Every graduate job fair gives the impression that the math has changed in ways that aren’t quite formally recognized. Today, there are over two million domestic students enrolled in UK universities. When the British Social Attitudes survey started monitoring public opinion in 1983, about 6% of school dropouts attended college. It is currently 36%. The degree itself takes on a different meaning when nearly everyone has one. When everyone is sending the signal, it changes.

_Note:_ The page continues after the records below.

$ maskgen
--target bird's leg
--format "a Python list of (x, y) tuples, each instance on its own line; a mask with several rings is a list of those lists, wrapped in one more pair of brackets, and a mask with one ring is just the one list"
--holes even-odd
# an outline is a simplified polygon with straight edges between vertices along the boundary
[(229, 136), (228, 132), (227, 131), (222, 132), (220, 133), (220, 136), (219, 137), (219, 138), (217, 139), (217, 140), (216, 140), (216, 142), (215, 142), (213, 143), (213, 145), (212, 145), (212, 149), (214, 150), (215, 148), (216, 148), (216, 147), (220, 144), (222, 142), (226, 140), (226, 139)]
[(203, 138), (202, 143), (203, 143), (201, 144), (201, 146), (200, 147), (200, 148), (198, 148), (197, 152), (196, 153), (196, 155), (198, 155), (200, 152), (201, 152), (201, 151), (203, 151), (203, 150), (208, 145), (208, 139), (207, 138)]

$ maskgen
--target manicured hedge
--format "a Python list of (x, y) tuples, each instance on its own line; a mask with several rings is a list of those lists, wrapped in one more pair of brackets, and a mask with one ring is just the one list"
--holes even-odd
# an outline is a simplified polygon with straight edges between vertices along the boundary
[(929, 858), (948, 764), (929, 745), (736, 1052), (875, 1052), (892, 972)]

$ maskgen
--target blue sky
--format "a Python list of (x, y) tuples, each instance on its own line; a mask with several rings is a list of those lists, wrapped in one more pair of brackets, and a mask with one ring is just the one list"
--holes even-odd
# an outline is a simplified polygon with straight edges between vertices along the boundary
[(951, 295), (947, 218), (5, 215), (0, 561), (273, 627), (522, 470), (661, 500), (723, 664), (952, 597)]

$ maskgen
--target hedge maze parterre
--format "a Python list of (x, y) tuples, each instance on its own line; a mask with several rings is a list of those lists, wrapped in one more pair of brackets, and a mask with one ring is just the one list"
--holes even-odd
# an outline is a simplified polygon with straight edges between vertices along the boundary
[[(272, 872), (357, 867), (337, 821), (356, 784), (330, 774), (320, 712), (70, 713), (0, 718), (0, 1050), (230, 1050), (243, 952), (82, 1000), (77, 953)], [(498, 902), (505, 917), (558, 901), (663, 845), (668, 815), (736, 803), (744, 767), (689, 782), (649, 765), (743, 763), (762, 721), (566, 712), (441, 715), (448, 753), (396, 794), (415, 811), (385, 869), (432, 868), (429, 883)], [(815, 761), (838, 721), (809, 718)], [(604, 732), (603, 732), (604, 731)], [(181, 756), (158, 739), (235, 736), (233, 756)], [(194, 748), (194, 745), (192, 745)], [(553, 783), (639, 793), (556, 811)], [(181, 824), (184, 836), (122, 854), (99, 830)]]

This is complicated by the fact that universities aren’t just failing. According to the 2026 Student Academic Experience Survey, which was just released this week, 45% of students thought their course was good or very good value for the money. This is the highest percentage in more than ten years, up from 37% last year. Ratings of teaching quality have increased. Pupils appear cautiously more content. Therefore, even as public confidence in the investment logic declines, the product may be improving. These aren’t always contradictions. Even after enjoying something, you might question if the cost was worthwhile.
The graduate premium, or the lifetime earnings advantage that graduates have over non-graduates, is still real and significant, according to Universities UK. Approximately £100,000 for women and £130,000 for men after taxes and loans. Although graduate-entry positions are already under pressure, it is still unclear if those numbers will hold for cohorts entering a labor market being transformed by automation and artificial intelligence.
As all of this takes place, it’s difficult to avoid the impression that Britain is getting close to having a real conversation about the purpose of higher education, the people it serves, and whether the current paradigm has outlived the presumptions that underpinned it. The answer has already been determined in one-third of the nation. The remaining two-thirds are still undecided.